The motion states it was "imperative" the firm clear any conflicts before Khanna and Sentia disclosed any confidential information. Once the conflict check was cleared, the underlying facts of the dispute were revealed to Black, and strategic considerations and goals were discussed, according to the motion.

The motion states the disclosed information was "material, privileged, and confidential" and "could be significantly harmful" to Khanna and Sentia. However, Black was never officially retained since the parties resolved the dispute internally.

In February 2021, Susman Godfrey agreed to represent Measure 8 and the other plaintiffs in the current lawsuit. When the firm ran a conflict check, the former dispute was flagged.

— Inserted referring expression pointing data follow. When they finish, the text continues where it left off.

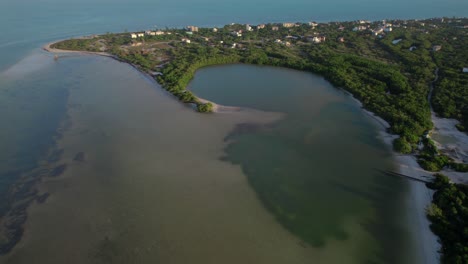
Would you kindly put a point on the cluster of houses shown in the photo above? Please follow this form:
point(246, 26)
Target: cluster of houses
point(385, 27)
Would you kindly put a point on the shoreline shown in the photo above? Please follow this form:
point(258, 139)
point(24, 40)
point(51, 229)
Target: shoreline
point(419, 196)
point(217, 108)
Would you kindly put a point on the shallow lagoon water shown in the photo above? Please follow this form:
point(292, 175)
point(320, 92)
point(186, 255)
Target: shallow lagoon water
point(162, 183)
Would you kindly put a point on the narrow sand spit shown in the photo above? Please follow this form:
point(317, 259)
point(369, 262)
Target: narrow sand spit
point(419, 198)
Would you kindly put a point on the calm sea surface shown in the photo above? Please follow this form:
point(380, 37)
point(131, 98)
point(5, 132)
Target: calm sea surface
point(160, 182)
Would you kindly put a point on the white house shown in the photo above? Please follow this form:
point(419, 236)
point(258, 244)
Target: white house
point(359, 28)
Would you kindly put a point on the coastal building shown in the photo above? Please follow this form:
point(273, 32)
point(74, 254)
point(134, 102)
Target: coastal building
point(154, 33)
point(359, 28)
point(192, 28)
point(377, 31)
point(313, 24)
point(237, 33)
point(316, 39)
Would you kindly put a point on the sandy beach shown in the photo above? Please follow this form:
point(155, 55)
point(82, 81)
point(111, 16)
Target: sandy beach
point(420, 196)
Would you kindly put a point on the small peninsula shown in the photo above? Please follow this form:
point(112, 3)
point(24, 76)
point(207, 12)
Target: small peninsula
point(404, 71)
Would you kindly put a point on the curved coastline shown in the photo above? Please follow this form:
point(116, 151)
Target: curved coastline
point(419, 198)
point(217, 108)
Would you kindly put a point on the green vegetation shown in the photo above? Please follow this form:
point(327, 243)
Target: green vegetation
point(205, 108)
point(448, 214)
point(430, 159)
point(391, 80)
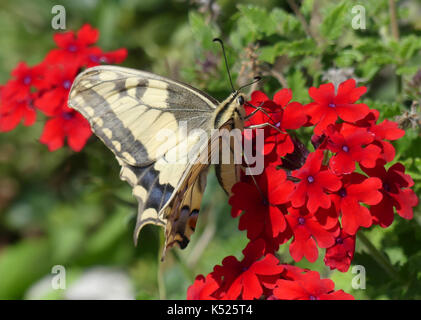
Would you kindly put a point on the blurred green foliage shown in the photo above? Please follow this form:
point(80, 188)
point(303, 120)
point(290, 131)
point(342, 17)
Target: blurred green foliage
point(71, 209)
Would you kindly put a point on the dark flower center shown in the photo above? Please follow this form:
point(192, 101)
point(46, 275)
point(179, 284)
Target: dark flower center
point(94, 58)
point(342, 192)
point(67, 84)
point(27, 80)
point(265, 201)
point(72, 48)
point(67, 115)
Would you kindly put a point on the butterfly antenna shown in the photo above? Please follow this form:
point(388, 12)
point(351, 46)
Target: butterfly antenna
point(255, 80)
point(226, 61)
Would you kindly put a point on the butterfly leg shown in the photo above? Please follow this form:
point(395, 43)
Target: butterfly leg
point(263, 125)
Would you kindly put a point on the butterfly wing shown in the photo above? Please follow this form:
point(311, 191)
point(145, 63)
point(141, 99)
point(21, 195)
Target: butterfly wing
point(127, 109)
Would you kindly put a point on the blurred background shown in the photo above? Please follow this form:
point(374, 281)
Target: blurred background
point(71, 209)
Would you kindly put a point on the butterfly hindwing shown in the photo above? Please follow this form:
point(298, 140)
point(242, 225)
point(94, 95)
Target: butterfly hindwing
point(126, 109)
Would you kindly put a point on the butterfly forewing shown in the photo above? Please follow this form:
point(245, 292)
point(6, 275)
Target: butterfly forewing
point(127, 110)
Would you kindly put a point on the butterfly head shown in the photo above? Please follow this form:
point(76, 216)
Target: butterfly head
point(232, 111)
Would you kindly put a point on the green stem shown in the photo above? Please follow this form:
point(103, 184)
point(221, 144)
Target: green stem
point(379, 256)
point(160, 274)
point(187, 271)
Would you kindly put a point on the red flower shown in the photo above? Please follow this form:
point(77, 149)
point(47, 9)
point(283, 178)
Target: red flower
point(340, 255)
point(96, 56)
point(309, 287)
point(387, 130)
point(395, 186)
point(57, 82)
point(348, 149)
point(306, 229)
point(356, 189)
point(315, 181)
point(262, 203)
point(281, 114)
point(246, 279)
point(12, 112)
point(73, 49)
point(202, 288)
point(26, 77)
point(327, 106)
point(69, 124)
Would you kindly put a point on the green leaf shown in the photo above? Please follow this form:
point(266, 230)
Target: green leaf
point(297, 84)
point(21, 265)
point(269, 53)
point(202, 31)
point(334, 22)
point(258, 19)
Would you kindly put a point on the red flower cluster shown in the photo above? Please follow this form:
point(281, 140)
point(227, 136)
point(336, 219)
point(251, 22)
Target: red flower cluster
point(45, 87)
point(317, 199)
point(262, 277)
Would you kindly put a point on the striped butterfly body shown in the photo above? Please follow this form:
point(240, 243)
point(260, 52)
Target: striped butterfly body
point(127, 109)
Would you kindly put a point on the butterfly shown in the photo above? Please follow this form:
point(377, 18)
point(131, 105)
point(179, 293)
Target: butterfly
point(127, 108)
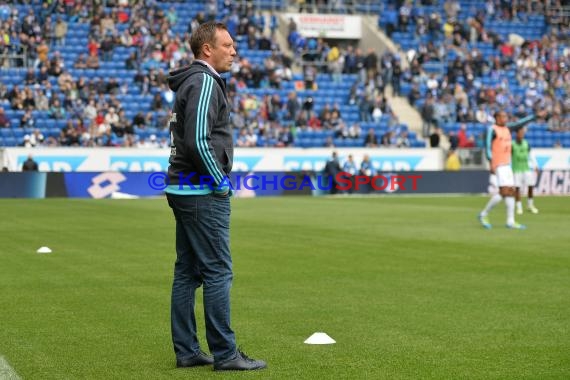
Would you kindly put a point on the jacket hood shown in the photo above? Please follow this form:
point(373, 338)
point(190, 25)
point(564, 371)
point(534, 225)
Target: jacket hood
point(177, 77)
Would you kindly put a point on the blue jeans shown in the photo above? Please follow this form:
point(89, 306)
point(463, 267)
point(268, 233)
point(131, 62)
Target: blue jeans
point(202, 258)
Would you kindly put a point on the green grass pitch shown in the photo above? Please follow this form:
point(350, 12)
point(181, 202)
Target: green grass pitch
point(409, 287)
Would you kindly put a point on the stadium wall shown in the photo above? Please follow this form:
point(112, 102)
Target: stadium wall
point(100, 185)
point(245, 159)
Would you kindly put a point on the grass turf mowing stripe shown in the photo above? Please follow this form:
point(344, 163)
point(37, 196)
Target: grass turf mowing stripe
point(408, 287)
point(6, 371)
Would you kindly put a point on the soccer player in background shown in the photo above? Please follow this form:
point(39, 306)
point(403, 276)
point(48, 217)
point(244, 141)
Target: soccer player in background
point(498, 150)
point(525, 170)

However, when Black was asked about the previous matter, she said she had "no recollection of the case" and the firm concluded no conflicts existed, according to the motion.

"Only two minutes after being told that Susman had explored bringing a breach of fiduciary duty claim that is the exact inverse of the one that plaintiffs … [Susman] concluded that no conflicts existed," the motion states. "It was not enough time to determine whether Susman had received information from [Khanna] … nor were those two minutes sufficient to research Oregon's ethical rules."

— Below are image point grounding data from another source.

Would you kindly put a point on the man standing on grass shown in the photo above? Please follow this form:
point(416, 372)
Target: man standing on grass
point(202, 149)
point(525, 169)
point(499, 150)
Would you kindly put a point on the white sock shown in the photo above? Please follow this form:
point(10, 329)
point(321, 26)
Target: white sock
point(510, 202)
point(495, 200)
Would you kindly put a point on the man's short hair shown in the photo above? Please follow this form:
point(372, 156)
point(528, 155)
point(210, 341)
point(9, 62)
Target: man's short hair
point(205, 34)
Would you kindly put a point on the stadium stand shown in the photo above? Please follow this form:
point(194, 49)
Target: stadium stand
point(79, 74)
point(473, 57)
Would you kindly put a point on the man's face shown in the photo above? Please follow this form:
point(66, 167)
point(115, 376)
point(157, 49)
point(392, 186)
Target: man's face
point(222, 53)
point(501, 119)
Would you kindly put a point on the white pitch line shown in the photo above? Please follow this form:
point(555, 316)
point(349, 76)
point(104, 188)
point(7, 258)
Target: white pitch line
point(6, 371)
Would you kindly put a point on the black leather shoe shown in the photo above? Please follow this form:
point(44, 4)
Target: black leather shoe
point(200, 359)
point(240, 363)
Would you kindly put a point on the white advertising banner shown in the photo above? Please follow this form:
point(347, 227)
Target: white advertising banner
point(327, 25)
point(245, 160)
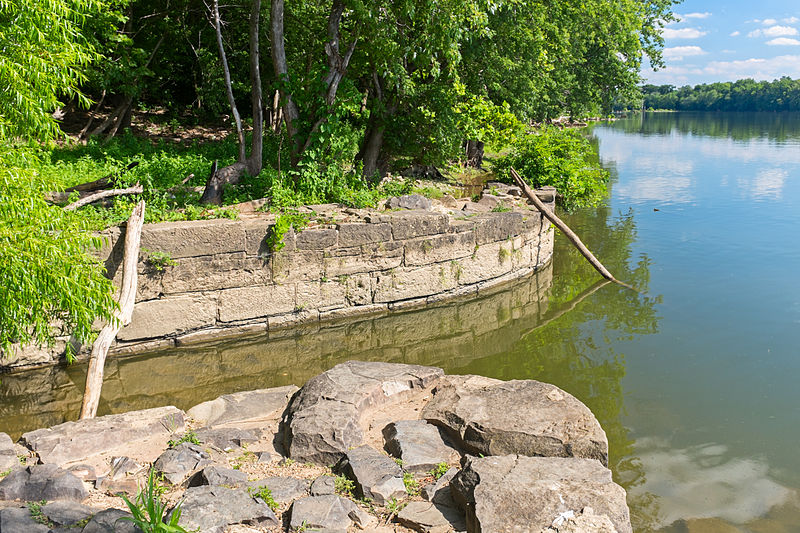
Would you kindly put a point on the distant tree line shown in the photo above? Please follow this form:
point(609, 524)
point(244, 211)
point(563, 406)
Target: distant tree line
point(742, 95)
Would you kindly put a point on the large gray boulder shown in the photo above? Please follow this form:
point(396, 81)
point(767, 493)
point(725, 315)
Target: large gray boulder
point(323, 419)
point(493, 417)
point(178, 463)
point(419, 444)
point(517, 493)
point(250, 406)
point(211, 509)
point(42, 482)
point(76, 441)
point(377, 477)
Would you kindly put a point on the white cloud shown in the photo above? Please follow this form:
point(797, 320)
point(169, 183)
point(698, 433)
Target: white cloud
point(683, 33)
point(679, 52)
point(784, 41)
point(774, 31)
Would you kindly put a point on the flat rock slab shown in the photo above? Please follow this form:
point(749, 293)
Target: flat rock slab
point(212, 509)
point(418, 443)
point(42, 482)
point(250, 406)
point(377, 476)
point(526, 417)
point(429, 517)
point(323, 419)
point(329, 513)
point(176, 464)
point(516, 493)
point(283, 489)
point(77, 441)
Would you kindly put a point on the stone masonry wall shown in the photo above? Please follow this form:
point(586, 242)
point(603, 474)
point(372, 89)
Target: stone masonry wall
point(226, 280)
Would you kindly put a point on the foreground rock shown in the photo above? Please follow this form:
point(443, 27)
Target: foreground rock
point(516, 493)
point(76, 441)
point(493, 417)
point(42, 482)
point(377, 477)
point(324, 417)
point(212, 509)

The defendants claim the firm violated Oregon law by failing to notify Khanna and Sentia it was taking on the plaintiff's case, and by violating a duty of confidentiality to Khanna and Sentia, who had previously been "prospective clients" of Susman Godfrey.

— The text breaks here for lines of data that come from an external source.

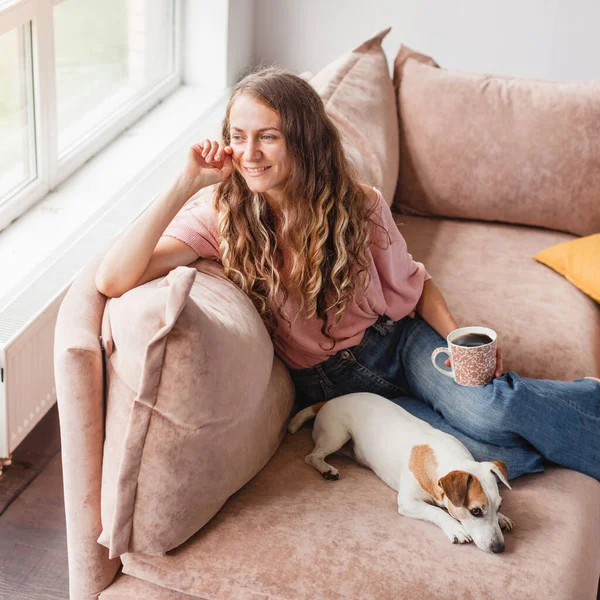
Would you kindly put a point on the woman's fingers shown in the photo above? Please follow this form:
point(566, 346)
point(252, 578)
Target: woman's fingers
point(213, 152)
point(205, 147)
point(499, 365)
point(214, 146)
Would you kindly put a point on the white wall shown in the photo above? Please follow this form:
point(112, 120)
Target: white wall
point(554, 39)
point(217, 41)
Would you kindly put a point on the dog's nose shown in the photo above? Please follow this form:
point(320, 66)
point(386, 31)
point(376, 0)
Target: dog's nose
point(498, 547)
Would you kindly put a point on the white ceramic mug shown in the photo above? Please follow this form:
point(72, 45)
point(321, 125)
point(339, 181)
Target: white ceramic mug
point(471, 365)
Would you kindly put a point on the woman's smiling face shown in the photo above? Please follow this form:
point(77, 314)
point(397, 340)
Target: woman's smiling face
point(259, 148)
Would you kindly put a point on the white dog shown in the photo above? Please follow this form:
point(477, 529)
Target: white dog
point(428, 468)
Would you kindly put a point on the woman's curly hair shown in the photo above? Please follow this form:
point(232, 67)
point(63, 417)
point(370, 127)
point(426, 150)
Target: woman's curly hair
point(325, 216)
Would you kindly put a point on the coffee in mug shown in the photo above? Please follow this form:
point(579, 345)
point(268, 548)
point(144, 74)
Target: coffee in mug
point(472, 352)
point(471, 340)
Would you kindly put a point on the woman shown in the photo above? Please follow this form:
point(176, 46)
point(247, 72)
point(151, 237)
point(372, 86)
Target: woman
point(325, 265)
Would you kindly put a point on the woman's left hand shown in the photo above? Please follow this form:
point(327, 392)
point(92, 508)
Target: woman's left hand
point(499, 366)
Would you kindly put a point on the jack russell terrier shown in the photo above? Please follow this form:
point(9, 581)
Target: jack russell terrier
point(428, 468)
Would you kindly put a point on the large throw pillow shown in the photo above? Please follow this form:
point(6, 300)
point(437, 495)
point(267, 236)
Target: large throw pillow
point(195, 406)
point(497, 148)
point(359, 98)
point(578, 261)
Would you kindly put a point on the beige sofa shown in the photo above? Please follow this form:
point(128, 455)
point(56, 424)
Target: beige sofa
point(289, 534)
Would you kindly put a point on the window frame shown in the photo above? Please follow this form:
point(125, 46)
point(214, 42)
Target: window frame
point(50, 170)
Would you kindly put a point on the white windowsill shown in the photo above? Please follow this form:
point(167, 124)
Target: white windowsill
point(40, 235)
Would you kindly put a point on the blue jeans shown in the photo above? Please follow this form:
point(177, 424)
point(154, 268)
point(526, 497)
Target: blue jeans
point(520, 421)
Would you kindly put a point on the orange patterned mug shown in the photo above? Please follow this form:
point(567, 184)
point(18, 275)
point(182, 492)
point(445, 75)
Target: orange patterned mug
point(472, 352)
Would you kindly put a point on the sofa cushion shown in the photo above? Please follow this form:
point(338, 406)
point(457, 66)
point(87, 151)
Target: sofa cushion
point(289, 534)
point(546, 327)
point(359, 98)
point(497, 148)
point(126, 587)
point(578, 261)
point(193, 411)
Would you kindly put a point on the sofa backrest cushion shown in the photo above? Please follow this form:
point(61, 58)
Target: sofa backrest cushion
point(359, 98)
point(194, 407)
point(496, 148)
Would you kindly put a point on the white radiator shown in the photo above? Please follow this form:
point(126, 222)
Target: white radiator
point(28, 319)
point(27, 323)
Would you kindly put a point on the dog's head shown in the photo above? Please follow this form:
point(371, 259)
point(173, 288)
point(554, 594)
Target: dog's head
point(474, 500)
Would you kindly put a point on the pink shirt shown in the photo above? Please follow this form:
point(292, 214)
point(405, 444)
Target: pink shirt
point(395, 287)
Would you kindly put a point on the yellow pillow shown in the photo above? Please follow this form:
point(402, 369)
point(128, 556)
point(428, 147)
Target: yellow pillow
point(578, 261)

According to Markowitz Herbold, Oregon law states that even if a lawyer is not retained, they cannot use the information they receive from a potential client.

Additionally, law firms can be disqualified from representing clients "whose interests are materially adverse to a prospective client when it has received information from the prospective client that could be 'significantly harmful' to that person in the 'same or substantially related matter,'" Friday's motion states.

The motion argues the confidential information Susman Godfrey received from Khanna enabled it to "win the race to file — and gain all its attendant advantages — better value the claims, defenses, and counterclaims, and inform pre-suit settlement strategy."

The lawsuit against Khanna, filed in Oregon's Multnomah County Circuit Court in January, claims Khanna and others committed securities fraud, violating Oregon securities laws by giving investors misleading and false information so he could raise funds.

According to the complaint, investors ultimately purchased more than $74 million in debentures in Sentia, but almost a year after investing in Sentia, investors learned Khanna had made untrue statements, including that he had not officially worked for Sentia for more than nine months.

In September 2019, things started to unravel when Khanna emailed investors, stating Sentia's revenue had grown slower than expected. He reassured investors, though, that Sentia would reach its projections "only one quarter late," according to the complaint.

However, Sentia's year-end financial statements issued to investors in February 2020 painted a different picture. According to the complaint, the report revealed Sentia's customers had returned more than $4 million worth of products in the fourth quarter of 2019 alone and that Sentia's January 2020 revenue was below $1 million.

The investors claim that following the discovery of Khanna's alleged misrepresentations, he did not dissolve Sentia and return the remaining funds to investors as requested, but instead sold certain company assets to a nonviable company.

The investors are represented by Robert S. Banks Jr. of Banks Law Office PC, and Geoffrey L. Harrison, Oleg Elkhunovich and Jordan Rux of Susman Godfrey LLP.

Khanna is represented by Vivek Kothari and David Markowitz of Markowitz Herbold PC.

Counsel information for the other defendants was not immediately available.

The case is Measure 8 Ventures LP et al. v. Khanna et al., case number 22CV00946, in the Circuit Court of the State of Oregon, County of Multnomah.